As with all parts of Maputaland, malaria is endemic and visitors are advised to take the proper precautions.

There is an Ezemvelo KZN Wildlife campsite and hutted camp. There are several hides and picnic areas, and a four-wheel-drive track. Guided drives and walks are offered.

This park is to be included into the: Usuthu-Tembe-Futi Transfrontier Conservation Area should that one day materialise.

== Conservation and social history ==
In 1924, the area that is now the Ndumo Game Reserve was declared a protected area (a provincial game reserve) by the South African government. This was principally to protect the hippopotamus living in its pans and stretches of the Usuthu and Pongola rivers.

In the 1950s and 60s, the local inhabitants were systematically and forcibly evicted from their homesteads and fields inside the reserve boundaries, which were fenced in this period. The resident community had been growing, and with their tilled fields, burning practices, dogs and livestock were judged inimical to the reserve's declared conservation function. It was decided to evict families as and when conservation regulations were broken and convictions upheld, a process completed in 1966.

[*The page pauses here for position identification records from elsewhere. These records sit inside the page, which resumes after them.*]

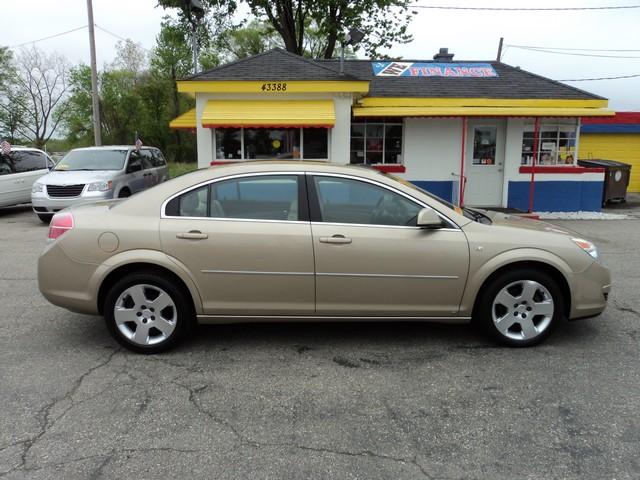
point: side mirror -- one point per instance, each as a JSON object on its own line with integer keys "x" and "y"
{"x": 428, "y": 218}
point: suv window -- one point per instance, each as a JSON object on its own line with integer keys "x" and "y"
{"x": 20, "y": 161}
{"x": 6, "y": 165}
{"x": 147, "y": 159}
{"x": 158, "y": 158}
{"x": 135, "y": 162}
{"x": 269, "y": 197}
{"x": 343, "y": 200}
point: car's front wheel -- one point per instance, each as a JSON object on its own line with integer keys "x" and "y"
{"x": 146, "y": 313}
{"x": 521, "y": 308}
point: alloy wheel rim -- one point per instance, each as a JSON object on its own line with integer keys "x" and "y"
{"x": 145, "y": 314}
{"x": 523, "y": 310}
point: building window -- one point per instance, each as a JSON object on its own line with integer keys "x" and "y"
{"x": 556, "y": 144}
{"x": 484, "y": 145}
{"x": 228, "y": 144}
{"x": 376, "y": 142}
{"x": 271, "y": 143}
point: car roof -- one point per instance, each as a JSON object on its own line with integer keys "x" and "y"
{"x": 289, "y": 165}
{"x": 28, "y": 149}
{"x": 113, "y": 147}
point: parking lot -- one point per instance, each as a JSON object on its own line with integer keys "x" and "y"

Although the Ndumo communities legally contested their right to the land, with a land claim settled in their favour in 2000, they were denied the right to resettle the land, instead given financial restitution and (in theory) a say in management. One resident recalls their period of residence as follows:There we were rich; we ate sweet potatoes, bananas, madumbe [root vegetable], cassava and pumpkins. We drank from the Usuthu River. Today that river is reserved for the hippos and crocodiles while our children die from drought. The wild fruits are left to fatten the monkeys, and the rhinos graze on the graves of our ancestors.

The unresolved dispute over control of this land (there are allegations of another, so far undiscovered alternative agreement) and ongoing issues with Community Based Natural Resource Management as a conservation model in the province (Meer 2010), along with unemployment and unfulfilled promises of development, has resulted in the anomalous situation that the eastern part of this declared provincial game reserve has been illegally fished, grazed and farmed since 2010. This is despite its status as a Ramsar wetland of international importance, declared in 1997.

Farmland is replacing the indigenous vegetation and wildlife, formerly important hippopotamus habitat and winter grazing grounds, and crocodiles no longer nest along the river which was their historical nesting area in the reserve (Carnie, 2021).

CENTENARY AND AN UNCERTAIN FUTURE

Ndumo Game Reserve's centenary in 2024 went largely unremarked aside from a couple of newspaper articles (including Pooley, 2024). However a special issue of African Journal of Wildlife Research was in development, celebrating the long legacy of scientific research in the Reserve and including papers on its management history, and future prospects. This was published in early 2025 (AJWR 2025).

Efforts have been underway since 2021 to get Ndumo Game Reserve listed as a threatened Ramsar site, and referred to the country's Department of Forestry, Fisheries and Environment (DFFE) as a priority for intervention. This proved complicated given the many agencies involved.

In 2025 Ramsar SA agreed the site was threatened, but this led to no further Ramsar action as the South African authorities said they had their own national initiative in place for assessing the status of protected areas and recommending management actions (something first claimed in 2021). The DFFE responded that they were waiting on a statement by the Department of Water and Sanitation on the ecological and social classification of river catchments including those flowing through Ndumo - which was published in June 2025 (Carnie, 2025).

As of August 2025, DFFE are awaiting a final report from the provincial conservation authority Ezemvelo KZN Wildlife, before submitting the country's long overdue Ramsar update report on the status of Ndumo Game Reserve. What remains to be determined is what actions will be taken to remedy the situation and restore and protect this unique reserve and its precious African wetlands.